Syrian rebels turn on their political leadership after EU lifts weapons embargo
Fighters want more of their members added to exiled Syrian National Coalition
Patrick Cockburn is an Irish journalist who has been a Middle East correspondent since 1979 for the Financial Times and, presently, The Independent. He was awarded Foreign Commentator of the Year at the 2013 Editorial Intelligence Comment Awards.
Wednesday 29 May 2013
Syrian rebel groups have strongly criticised their political leadership outside Syria, saying it has no real connection to the rebellion and calling for half of its members to be drawn from fighters inside the country.

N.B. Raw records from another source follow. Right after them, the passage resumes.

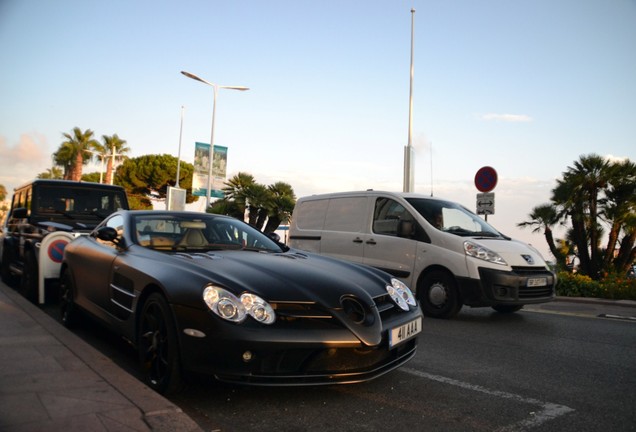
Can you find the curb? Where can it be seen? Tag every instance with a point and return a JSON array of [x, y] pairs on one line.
[[599, 301], [157, 412]]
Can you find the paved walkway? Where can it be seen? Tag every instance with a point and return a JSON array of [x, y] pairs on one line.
[[51, 380]]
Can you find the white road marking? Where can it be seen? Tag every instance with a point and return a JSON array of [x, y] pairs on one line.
[[548, 411]]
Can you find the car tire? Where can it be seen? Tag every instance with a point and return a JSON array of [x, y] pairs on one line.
[[507, 308], [30, 277], [438, 295], [69, 315], [157, 346], [5, 273]]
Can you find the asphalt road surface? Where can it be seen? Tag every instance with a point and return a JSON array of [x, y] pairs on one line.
[[555, 367]]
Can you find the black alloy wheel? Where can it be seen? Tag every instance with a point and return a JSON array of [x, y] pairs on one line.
[[69, 314], [158, 346], [5, 273], [30, 277]]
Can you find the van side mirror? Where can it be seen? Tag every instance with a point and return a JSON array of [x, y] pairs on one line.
[[406, 229], [19, 213]]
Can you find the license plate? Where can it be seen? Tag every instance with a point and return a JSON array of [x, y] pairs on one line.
[[537, 282], [404, 332]]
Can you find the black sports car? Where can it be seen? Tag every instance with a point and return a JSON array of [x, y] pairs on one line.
[[210, 294]]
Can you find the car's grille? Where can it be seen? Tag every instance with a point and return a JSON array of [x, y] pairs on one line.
[[331, 359], [526, 292], [310, 314]]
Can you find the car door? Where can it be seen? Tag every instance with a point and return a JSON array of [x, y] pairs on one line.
[[345, 231], [96, 268], [390, 246]]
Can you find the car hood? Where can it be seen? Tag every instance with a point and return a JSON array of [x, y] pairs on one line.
[[299, 277], [292, 275], [515, 253]]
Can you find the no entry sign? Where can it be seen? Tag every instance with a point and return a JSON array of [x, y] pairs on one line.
[[486, 179]]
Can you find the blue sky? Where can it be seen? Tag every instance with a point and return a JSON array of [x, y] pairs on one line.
[[523, 86]]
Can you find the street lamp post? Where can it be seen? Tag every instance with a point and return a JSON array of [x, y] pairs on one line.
[[216, 88]]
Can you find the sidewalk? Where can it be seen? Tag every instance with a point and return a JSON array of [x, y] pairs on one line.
[[51, 380]]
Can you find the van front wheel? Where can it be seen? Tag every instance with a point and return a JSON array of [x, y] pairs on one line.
[[438, 295]]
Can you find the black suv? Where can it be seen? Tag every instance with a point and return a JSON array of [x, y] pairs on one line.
[[38, 210]]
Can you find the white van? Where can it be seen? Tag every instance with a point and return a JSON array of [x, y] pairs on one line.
[[449, 255]]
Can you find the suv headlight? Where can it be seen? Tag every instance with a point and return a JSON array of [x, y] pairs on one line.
[[480, 252], [235, 309], [401, 294]]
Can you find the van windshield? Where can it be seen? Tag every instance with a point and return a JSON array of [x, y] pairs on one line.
[[453, 218]]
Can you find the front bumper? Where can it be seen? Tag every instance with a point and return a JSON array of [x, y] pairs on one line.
[[508, 287], [287, 354]]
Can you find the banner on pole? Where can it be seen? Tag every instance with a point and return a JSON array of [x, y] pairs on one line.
[[201, 170]]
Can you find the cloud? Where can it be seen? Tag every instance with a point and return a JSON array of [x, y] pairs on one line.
[[23, 161], [511, 118], [616, 159]]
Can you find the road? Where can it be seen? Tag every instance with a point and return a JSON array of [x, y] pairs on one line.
[[556, 367]]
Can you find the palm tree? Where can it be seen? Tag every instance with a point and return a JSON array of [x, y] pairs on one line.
[[113, 147], [619, 211], [236, 189], [52, 173], [281, 205], [74, 153], [544, 217], [578, 195]]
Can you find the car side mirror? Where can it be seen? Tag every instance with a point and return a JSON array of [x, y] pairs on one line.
[[109, 234], [19, 213], [273, 236]]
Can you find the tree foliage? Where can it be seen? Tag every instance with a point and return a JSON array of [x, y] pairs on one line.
[[147, 177], [595, 196], [52, 173], [75, 152], [266, 206], [112, 147]]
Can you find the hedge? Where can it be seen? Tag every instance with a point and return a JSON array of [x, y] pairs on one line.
[[610, 287]]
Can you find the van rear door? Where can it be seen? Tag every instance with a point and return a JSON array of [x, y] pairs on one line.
[[390, 246]]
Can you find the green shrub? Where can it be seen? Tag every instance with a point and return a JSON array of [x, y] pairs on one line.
[[610, 287]]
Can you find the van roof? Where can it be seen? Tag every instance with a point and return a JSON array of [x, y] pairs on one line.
[[368, 192], [62, 183]]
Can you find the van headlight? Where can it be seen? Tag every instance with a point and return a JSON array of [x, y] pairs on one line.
[[401, 294], [480, 252], [235, 309]]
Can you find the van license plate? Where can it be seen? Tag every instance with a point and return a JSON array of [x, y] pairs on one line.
[[404, 332], [532, 282]]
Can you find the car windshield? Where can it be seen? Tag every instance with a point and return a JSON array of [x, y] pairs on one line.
[[200, 232], [74, 202], [451, 217]]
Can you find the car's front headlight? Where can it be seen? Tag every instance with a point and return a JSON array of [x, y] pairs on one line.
[[480, 252], [401, 294], [235, 309]]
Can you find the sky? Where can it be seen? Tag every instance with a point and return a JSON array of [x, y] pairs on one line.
[[523, 86]]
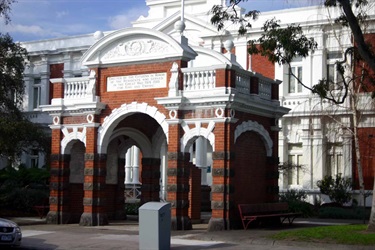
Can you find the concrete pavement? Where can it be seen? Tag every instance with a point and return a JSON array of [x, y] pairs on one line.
[[124, 235]]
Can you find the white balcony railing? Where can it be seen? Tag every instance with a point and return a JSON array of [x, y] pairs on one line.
[[196, 79], [265, 88], [243, 79], [80, 88], [76, 88]]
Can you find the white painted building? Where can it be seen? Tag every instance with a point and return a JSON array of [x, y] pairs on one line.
[[308, 135]]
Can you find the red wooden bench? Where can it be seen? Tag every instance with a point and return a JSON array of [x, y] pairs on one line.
[[42, 209], [251, 212]]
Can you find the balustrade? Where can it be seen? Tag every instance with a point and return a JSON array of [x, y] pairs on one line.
[[199, 79], [265, 89], [75, 89], [243, 83]]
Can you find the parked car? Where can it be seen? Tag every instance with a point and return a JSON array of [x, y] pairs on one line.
[[10, 233]]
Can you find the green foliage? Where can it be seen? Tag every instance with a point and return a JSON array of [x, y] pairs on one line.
[[23, 188], [293, 195], [5, 9], [355, 213], [338, 189], [282, 44], [343, 234], [221, 14], [17, 132], [296, 202]]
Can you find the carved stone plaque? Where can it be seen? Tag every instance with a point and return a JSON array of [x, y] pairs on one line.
[[133, 82]]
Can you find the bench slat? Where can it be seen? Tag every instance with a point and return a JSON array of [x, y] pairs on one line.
[[251, 212]]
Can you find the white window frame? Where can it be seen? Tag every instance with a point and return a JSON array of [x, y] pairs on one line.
[[332, 58], [334, 160], [295, 176], [297, 68], [37, 92]]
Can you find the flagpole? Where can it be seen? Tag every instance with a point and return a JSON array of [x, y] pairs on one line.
[[182, 10]]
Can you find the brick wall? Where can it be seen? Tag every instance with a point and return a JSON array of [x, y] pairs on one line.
[[262, 65], [250, 168]]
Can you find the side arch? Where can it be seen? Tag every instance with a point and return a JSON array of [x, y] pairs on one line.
[[70, 136], [111, 121], [258, 128], [207, 133]]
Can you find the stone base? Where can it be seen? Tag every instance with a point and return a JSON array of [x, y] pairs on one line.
[[120, 215], [54, 217], [93, 219], [181, 223], [217, 225], [206, 199]]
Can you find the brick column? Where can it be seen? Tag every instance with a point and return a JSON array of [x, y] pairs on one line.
[[254, 85], [178, 189], [150, 179], [195, 196], [272, 178], [120, 212], [220, 192], [221, 189], [59, 181], [94, 201]]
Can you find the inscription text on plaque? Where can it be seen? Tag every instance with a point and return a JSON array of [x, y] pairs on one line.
[[133, 82]]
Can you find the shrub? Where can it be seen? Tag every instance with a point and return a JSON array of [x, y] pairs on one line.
[[355, 213], [293, 195], [132, 208], [296, 202], [23, 188], [338, 189]]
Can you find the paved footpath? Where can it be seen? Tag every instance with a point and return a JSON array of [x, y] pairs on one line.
[[124, 235]]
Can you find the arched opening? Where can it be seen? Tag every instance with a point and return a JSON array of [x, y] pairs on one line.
[[76, 180], [134, 165], [200, 180]]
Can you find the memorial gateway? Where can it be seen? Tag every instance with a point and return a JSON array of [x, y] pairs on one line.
[[173, 110]]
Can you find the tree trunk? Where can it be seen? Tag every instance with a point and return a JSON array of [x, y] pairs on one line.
[[371, 222], [356, 146]]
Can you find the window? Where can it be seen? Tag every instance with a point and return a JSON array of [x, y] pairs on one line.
[[294, 86], [34, 158], [333, 76], [36, 93], [333, 160], [294, 76], [295, 158]]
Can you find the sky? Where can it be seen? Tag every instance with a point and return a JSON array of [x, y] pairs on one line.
[[45, 19]]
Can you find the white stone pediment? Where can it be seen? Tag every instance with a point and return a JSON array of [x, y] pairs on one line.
[[135, 45], [196, 28], [126, 49]]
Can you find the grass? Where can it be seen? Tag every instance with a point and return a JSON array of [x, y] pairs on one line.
[[343, 234]]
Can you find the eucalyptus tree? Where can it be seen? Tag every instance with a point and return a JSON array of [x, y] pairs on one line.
[[282, 44], [17, 133]]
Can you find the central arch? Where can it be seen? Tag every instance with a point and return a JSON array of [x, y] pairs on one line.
[[111, 121]]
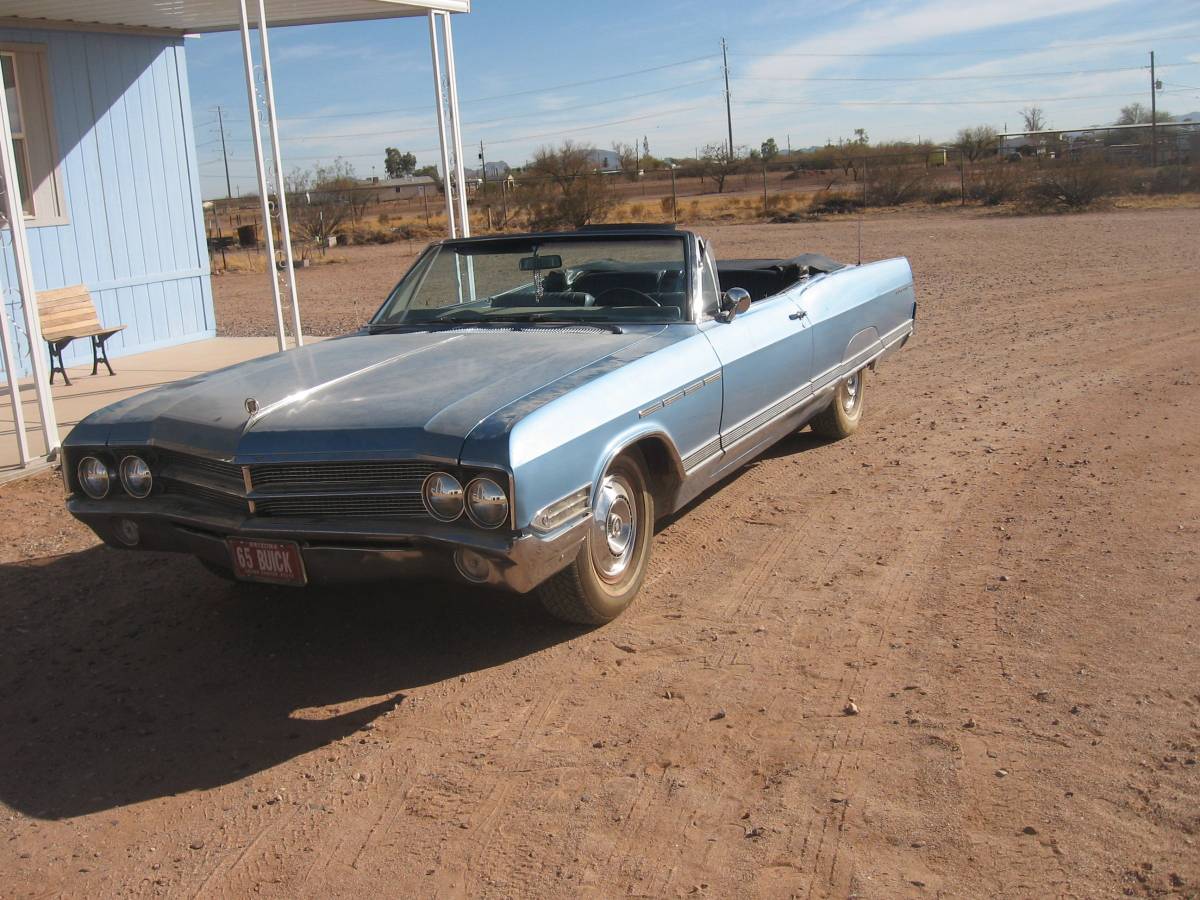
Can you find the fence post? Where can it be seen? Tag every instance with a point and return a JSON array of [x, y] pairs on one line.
[[675, 203]]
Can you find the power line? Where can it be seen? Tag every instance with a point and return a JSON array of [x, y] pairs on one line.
[[976, 52], [540, 114], [544, 89], [658, 114], [941, 102], [1009, 76]]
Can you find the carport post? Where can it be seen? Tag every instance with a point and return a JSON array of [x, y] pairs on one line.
[[16, 216], [261, 168], [447, 179], [451, 77], [281, 192], [10, 367]]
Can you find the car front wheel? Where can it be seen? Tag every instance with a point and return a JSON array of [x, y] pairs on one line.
[[610, 568]]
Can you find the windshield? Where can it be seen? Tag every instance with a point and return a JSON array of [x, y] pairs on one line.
[[625, 281]]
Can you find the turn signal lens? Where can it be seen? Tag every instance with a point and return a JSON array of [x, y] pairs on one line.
[[136, 477], [95, 479], [442, 495], [486, 503]]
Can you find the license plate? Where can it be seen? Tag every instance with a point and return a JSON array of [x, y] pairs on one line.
[[273, 562]]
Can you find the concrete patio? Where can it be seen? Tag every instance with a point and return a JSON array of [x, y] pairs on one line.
[[135, 373]]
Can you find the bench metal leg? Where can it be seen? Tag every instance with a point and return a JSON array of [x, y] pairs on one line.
[[99, 354], [57, 360]]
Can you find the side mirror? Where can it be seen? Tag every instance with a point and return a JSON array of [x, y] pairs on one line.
[[735, 301]]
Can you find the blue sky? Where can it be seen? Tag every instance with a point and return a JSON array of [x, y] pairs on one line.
[[534, 72]]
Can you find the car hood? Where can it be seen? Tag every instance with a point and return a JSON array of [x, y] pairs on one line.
[[399, 394]]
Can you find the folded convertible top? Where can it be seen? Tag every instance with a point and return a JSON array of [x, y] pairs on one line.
[[813, 262]]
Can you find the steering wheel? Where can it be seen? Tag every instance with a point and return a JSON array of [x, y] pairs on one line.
[[637, 297]]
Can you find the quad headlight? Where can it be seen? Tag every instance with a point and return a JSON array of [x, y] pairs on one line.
[[442, 496], [95, 477], [487, 505], [136, 477]]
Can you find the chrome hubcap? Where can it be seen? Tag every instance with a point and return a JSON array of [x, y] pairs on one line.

The rebuke follows a chaotic week for the Syrian National Coalition (SNC) and is likely to further undermine the standing of the opposition to Syrian President Bashar al-Assad which has been treated by its foreign backers as if it were capable of replacing Mr Assad and its regime.
A meeting of the exiled SNC in Istanbul has still not decided if it will attend a peace conference in Geneva, tentatively planned for June, and, if so, who should attend. It is also deadlocked about Western-supported proposals to broaden the membership of the 60-member coalition with more secular representatives.
The statement issued in the name of the Revolutionary Movement in Syria said that the failure of the opposition had opened the door to “blatant interference” by outside powers. This is probably a reference primarily to Saudi Arabia and Qatar, which support different opposition factions; Qatar supports the Muslim Brotherhood, which is regarded with suspicion by the Saudis.
As serious diplomatic moves aimed at a negotiated settlement initiated by the US and Russia begin, the total disarray and rancorous disagreements of the Syrian opposition will seriously hamper efforts by their foreign backers to support them as the new leadership of Syria.
The Revolutionary Movement of Syria said it could not “bestow legitimacy upon any political body that subverts the revolution”. Moaz al-Khatib, the former leader of the coalition, said he had stepped down because he had no influence and the group was a proxy for Saudi Arabia and Qatar.
The chaos in opposition ranks is also likely to discredit the EU decision to end the arms embargo on supplying weapons to the rebels. Russia warned that the decision would damage plans for peace talks being made by Russia and the US. In response, Russia has already said it will send ground-to-air S-300 missiles to Syria, while Israel has said it will act to stop their delivery.
Meanwhile, inside Syria elite troops are being sent to reinforce the government offensive against the town of Qusayr outside Homs, near the Lebanese border.
Rebels there have been under heavy attack for a week but are still holding out in parts of the town, which is heavily damaged. Fighters from Hezbollah in Lebanon are for the first time playing a central and open role in the fighting, which has also been joined, on the rebel side, by Sunni fighters from Lebanon.
In a further development, Britain said it had sent a letter to Secretary-General Ban Ki-moon with new information of alleged chemical-weapons use by the Syrian government. Britain’s UN Ambassador Mark Lyall Grant said his Government has continued to provide new information to the UN.